Thanks for offering your perspective! It's important that we keep in mind that not everybody who studies computer science becomes a professional programmer, and you've offered us good food for thought.
For what it's worth, pointers are fundamental for Von Neumann machines, which are very common in the computing world; your current machine and the machine serving this page are both Von Neumann. In such machines, memory doesn't just store data, but also instructions; the machine has an instruction pointer, which is a pointer referencing the currently-executing instruction in memory. So, if one wants to understand how a computer jumps from one instruction to another, then one must somewhat understand pointers.
You are welcome.
Pointers do make more sense to me now than two decades ago, mostly owing to me being married to a computer scientist. But I always go back the fact that for the purposes of my first year programming course, pointers were (probably) unnecessary and thus confusing. I have a hard time understanding things if not given an immediate and tangible use case, and pointers didn't really help me when most of my programs used a bare few functions and some globally defined variables to solve simple physics problems.
EDIT: I'll also say that pointers alone weren't what sunk my interested in programming, they're just an easily identifiable concept that sticks out as "not making sense." At around the same time we had the lesson on pointers, our programs were also starting to reach a critical mass of complexity, and the amount of mental work I had to do to follow along became more than I was willing to put into it - it wasn't "fun" anymore. I only did well on my final project because a friend patiently sat in my dorm room for a few hours and talked me through each step of the program, and then fed me enough vocabulary to convince the TA that I knew what I was doing.

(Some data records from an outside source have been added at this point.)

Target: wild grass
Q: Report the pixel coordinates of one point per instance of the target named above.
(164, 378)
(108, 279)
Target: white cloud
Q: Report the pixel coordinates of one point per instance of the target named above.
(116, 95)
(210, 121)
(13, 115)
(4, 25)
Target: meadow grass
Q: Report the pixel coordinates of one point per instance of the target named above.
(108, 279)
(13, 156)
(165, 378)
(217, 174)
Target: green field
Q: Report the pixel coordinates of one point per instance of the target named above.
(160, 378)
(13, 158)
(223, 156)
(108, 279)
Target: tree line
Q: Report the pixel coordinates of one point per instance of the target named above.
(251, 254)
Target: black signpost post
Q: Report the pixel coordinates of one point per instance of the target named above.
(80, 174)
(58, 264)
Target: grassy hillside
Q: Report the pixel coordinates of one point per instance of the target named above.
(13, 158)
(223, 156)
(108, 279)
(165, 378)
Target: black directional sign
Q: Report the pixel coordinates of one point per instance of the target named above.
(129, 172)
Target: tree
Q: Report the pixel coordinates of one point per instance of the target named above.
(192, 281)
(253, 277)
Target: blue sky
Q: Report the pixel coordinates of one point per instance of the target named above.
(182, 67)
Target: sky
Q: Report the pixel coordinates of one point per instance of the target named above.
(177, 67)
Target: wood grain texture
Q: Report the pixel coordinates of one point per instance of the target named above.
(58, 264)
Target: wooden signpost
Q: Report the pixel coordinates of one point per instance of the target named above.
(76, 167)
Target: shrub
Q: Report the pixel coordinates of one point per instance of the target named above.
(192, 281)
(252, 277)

Aren't pointers just an ID given to a verible that currosponds to its "true" position in the array of bytes thay make up a program's memory? I feel like I'm missing something
I doubt that you're missing anything about pointers themselves. I may not have done a good job articulating why non-programmers have a hard time understanding them.
This is my experience. I can understand the fundamentals without trouble but don’t have the ability to plan out the structure of something and write code to make that work.
I’ve done online courses, tried boot camps. It just doesn’t work for me.
if you can use a dictionary, play a card game like Uno, poker, gofish, cheat etc, use an index in an encyclopedia, Google, Wikipedia, and you can do high school algebra you can grasp the basics of coding.
Object Orientated Programming / classes / objects / inheritance is kinda like a card game
All Hearts are a type of card, all Kings are a type of card, a straight is a way of arranging cards, four of a kind is a way of arranging cards. That's about as complicated as OOP needs to get for a beginner.
Understanding and producing are very different things.
Start small, make silly things. Html is probably the easiest thing to pick up and see what your changes are doing almost immediately. Play with formatting and styling, add pictures, learn how to create buttons and radials.
After that I'd start learning how to make stuff happen with JavaScript maybe create a pop-up when you hit a button, figure out how to change the color of elements with input boxes or sliders, etc.
When you feel comfortable enough with the language make what you want even if it already exists. Tic tac toe, a rudimentary blog, Conways game of life. Don't be afraid to take a break if it gets frustrating and don't be too hard on yourself if it's not amazing.
Just remember it takes time, I hear most developers say it takes at least a year of carving a few ours a week just making stuff to really start grasping a language. So just make stuff and don't be afraid to look it up. The more pointed your questions the easier it gets to find answers.
I jumped head first into c++ my apps are incredibly buggy and run slower than most web apps. They're only terminal apps but I'm improving and so can you.